We will miss Jake too..


----------



## Hbomb (Jan 24, 2012)

What a horrible thing to happen..really sorry to hear about it. 
Thinking of you.


----------



## ajcoholic (Feb 11, 2015)

Very very sorry to read this... There isn't much to relieve the grief but if it's any help time does ease it a wee bit. I still tear up when I think of my Gibson 3 months ago. 

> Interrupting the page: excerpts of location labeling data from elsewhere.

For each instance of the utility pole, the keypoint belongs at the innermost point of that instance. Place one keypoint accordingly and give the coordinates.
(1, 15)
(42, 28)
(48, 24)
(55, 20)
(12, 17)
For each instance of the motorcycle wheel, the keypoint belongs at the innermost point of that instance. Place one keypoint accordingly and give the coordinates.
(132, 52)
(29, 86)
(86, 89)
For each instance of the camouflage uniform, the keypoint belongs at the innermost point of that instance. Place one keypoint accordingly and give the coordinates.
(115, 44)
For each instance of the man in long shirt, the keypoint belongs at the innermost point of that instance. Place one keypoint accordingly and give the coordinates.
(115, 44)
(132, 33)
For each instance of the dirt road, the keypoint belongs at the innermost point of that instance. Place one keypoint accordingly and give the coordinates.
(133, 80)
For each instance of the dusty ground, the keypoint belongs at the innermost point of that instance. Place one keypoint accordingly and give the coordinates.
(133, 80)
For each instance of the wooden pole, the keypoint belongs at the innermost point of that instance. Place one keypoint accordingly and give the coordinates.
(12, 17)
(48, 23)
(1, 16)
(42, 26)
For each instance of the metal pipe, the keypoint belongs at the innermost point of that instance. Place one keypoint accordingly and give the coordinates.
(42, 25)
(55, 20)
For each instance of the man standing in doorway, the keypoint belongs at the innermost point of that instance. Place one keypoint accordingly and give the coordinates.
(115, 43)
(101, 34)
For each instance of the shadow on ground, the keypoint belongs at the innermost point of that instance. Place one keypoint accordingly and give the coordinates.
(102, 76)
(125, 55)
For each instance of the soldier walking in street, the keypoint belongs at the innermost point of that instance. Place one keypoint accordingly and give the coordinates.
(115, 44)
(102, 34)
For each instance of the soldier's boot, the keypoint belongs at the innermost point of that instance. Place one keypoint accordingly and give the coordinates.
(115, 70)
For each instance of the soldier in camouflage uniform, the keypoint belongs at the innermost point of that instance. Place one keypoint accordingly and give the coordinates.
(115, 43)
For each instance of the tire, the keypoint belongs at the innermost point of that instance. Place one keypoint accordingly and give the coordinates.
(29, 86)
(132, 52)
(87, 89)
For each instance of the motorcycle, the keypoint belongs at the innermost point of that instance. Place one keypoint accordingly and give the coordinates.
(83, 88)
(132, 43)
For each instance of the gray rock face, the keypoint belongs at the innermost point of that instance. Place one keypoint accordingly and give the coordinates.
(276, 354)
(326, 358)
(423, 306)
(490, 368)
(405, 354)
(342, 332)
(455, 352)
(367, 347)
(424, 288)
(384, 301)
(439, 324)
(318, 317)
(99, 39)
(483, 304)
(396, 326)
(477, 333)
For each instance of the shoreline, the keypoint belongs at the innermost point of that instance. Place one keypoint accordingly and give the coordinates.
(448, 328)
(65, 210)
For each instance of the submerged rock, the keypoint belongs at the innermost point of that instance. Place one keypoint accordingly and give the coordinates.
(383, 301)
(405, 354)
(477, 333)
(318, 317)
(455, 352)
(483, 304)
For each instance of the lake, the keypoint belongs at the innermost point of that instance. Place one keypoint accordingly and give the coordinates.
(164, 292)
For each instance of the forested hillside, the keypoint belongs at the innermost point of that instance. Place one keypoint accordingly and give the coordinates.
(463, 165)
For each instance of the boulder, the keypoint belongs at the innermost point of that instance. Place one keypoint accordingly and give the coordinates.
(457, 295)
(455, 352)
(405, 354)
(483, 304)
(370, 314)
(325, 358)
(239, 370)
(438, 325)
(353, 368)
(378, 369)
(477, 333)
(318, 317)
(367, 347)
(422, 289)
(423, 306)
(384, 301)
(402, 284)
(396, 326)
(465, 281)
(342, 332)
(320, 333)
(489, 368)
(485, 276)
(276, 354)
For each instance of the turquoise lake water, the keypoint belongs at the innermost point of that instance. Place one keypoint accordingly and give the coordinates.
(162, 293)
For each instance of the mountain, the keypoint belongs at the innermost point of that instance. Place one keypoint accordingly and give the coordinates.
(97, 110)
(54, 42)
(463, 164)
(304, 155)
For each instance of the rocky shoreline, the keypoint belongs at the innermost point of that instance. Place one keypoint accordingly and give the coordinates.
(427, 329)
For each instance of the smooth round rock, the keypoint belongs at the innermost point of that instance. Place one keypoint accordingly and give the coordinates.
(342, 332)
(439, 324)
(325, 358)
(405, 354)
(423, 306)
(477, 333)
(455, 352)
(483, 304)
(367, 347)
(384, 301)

I found sharing stories and talking about him as well as looking at photos helped an awful lot.


----------



## FirstTimeVizsOwners (Dec 29, 2014)

You all are so wonderful. This forum has felt like a personal community since before we got Jake, while we had him, and now. Thank you all for the comforting thoughts!! I was somewhat worried prior to getting Jake if a Vizsla would be the best fit for me. I now know the way of life with a V is the only way for us! Although our hearts still ache and will for a while and another sweet boy will not replace Jake, we will welcome another one into our family who will be just as wonderful. This is a comfort to me. Again, thank you all!! And I will be in touch.


----------



## MCD (May 4, 2013)

I am so sorry to hear of your loss and the way in which it happened. Our thoughts and prayers are with you. Time will heal, and you will have pictures and fond memories. Just know that Jake was one of a kind. Take care.
Marcia and Dharma


----------



## sarabean415 (May 2, 2015)

I am so deeply saddened to hear about the loss of your baby boy. Words can't even express the pain that comes along with it. I pray with each new day it gets a little easier. You are not horrible puppy parents and I think getting a pup from the same parents will be softening to your hearts.


----------



## harrigab (Aug 21, 2011)

so very sad to hear this, poor Jake and poor you. We very nearly had a similar experience this week when neighbours kid came round to play with my two kids, he left front garden gate and side gate open, it was only because I was in the hallway and saw a flash of ginger by the front door window and shot out of the door just in time to see both dogs headed towards the front gate,,luckily Ruby was in front and a quick rather panicked "Ruby, heel!" got them both back, it's only a very narrow lane outside our front gate but a lot of couriers use it as a rat run between two major trunk roads. We were lucky, so very sad that poor Jake didn't have the same luck.


----------



## Vizsladad (Nov 21, 2013)

I am deeply saddend for you and your family, I can onlyhope that you are able to move forward withthe thoughs of good times that you had, 

We are sending you good thoughts and prayers for you and your family.

hugs fom all of us to you

Dave, Jane, Volt, and Casey


----------



## Eddiemoto (May 4, 2013)

I can only offer hugs.


----------



## jpk (Jul 18, 2013)

I'm so sorry for your loss. We lost our V after 13 years, it was one of the hardest things for our family. It took a couple of months before we had our next V puppy. From my experience, a puppy will help.


----------